PUI represents a nearly pure play on utilities. Of the top 15 holdings, which account for more than 55% of assets, 10 are primarily electric utilities (including all of the top eight) and five are natural gas utilities. Those five, grouped from No. 9 to No. 14 on the PUI holdings list, have an average return of 3.1% in the last month (through June 30).

Four of them—Nicor (NYSE:GAS), Northwest Natural Gas (NYSE:NWN), Laclede Group (LG) and WGL Holdings (NYSE:WGL)—are “pure” gas utilities, meaning they make most or all of their money delivering natural gas. The S&P Natural Gas Utility Index is up 11.03% year to date, compared to a loss of 5.93% for the corresponding electric utilities index. Gas distributors are outperforming, thanks to rising gas prices and the attractiveness of their dividends. S&P equity analyst Christopher Muir says that gas distributors “typically have higher yields than those with other operations.”

Indeed, the Los Angeles Times reported this past Tuesday that the “traditional element of utilities’ defensive appeal—their dividend yield—isn’t much of a lure these days,” saying that the average yield of the Dow utility stocks is 3%, compared to 2.85% for the Dow industrials. The average dividend for the five largest gas utility stocks in the PUI portfolio is 3.89%, according to S&P.

That’s not to say that electric and diversified utilities are hurting PUI’s returns. Top holding FirstEnergy (NYSE:FE) has seen shares rise 4.6% in a month and 13.8% year to date (through June 30), thanks to rate increases expected in 2008 and the firm’s moves toward wind power.

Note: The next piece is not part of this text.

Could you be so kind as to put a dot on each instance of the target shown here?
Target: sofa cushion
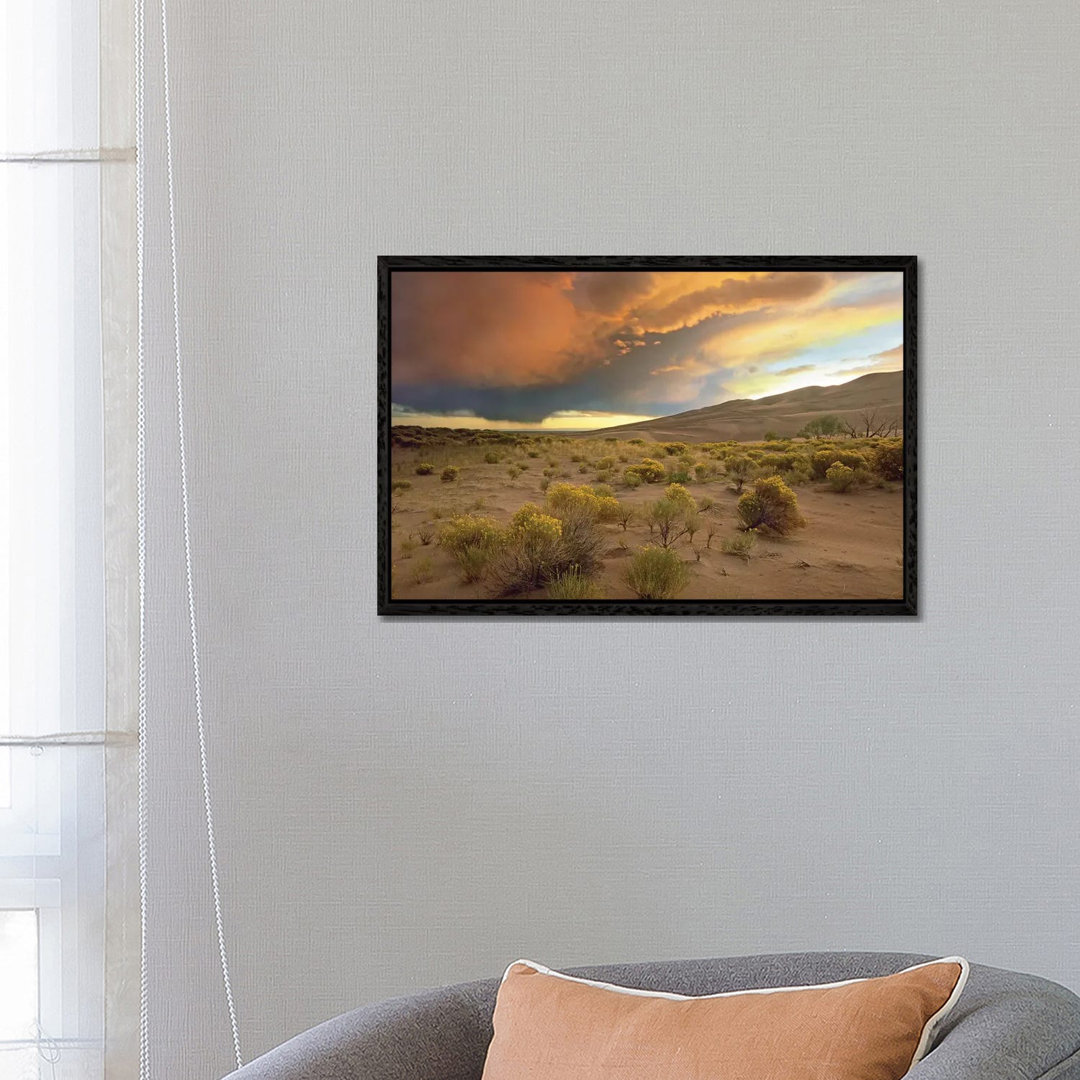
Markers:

In fact, the fund’s top four holdings—including PSEG (NYSE:PEG), Dominion Resources (NYSE:D) and PPL (NYSE:PPL)—have an average one-month return of 3.53%. Over the longer haul, those four stocks mark the utilities run-up with five-year returns that average 109.6%, compared to 30.8% for the S&P 500.

If—and this is a big if—electric utilities can continue to pass on the surging costs of fuel, the stocks and the fund could continue to post outsize gains.

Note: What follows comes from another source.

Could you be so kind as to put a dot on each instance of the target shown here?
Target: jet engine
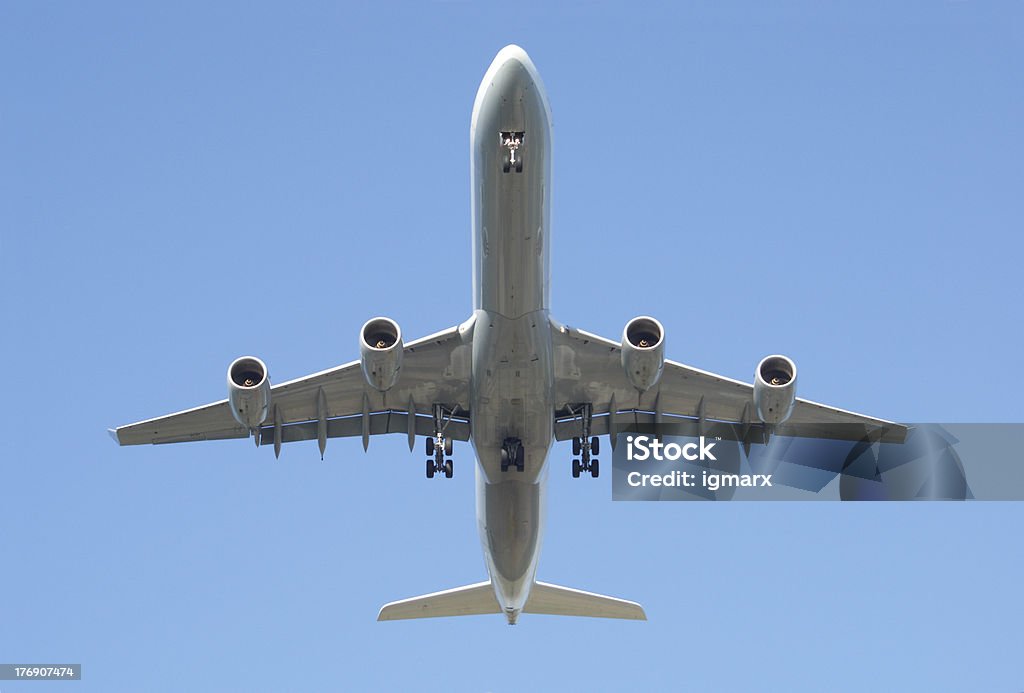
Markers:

If not, there could be trouble, as last winter’s beating showed. Some analysts remained concerned about overvalued stocks in the sector. S&P analyst Justin McCann said recently that utilities stocks typically carry a price-to-earnings ratio that’s about 70% of the S&P 500’s. According to S&P, PUI’s price-to-prospective earnings ratio is 14.44, giving the fund a 1.08 ratio in comparison to the large-cap index.

That said, PUI has held up well in tough times. As a niche holding, it may provide some defense if the ups and downs of the second quarter continue going forward.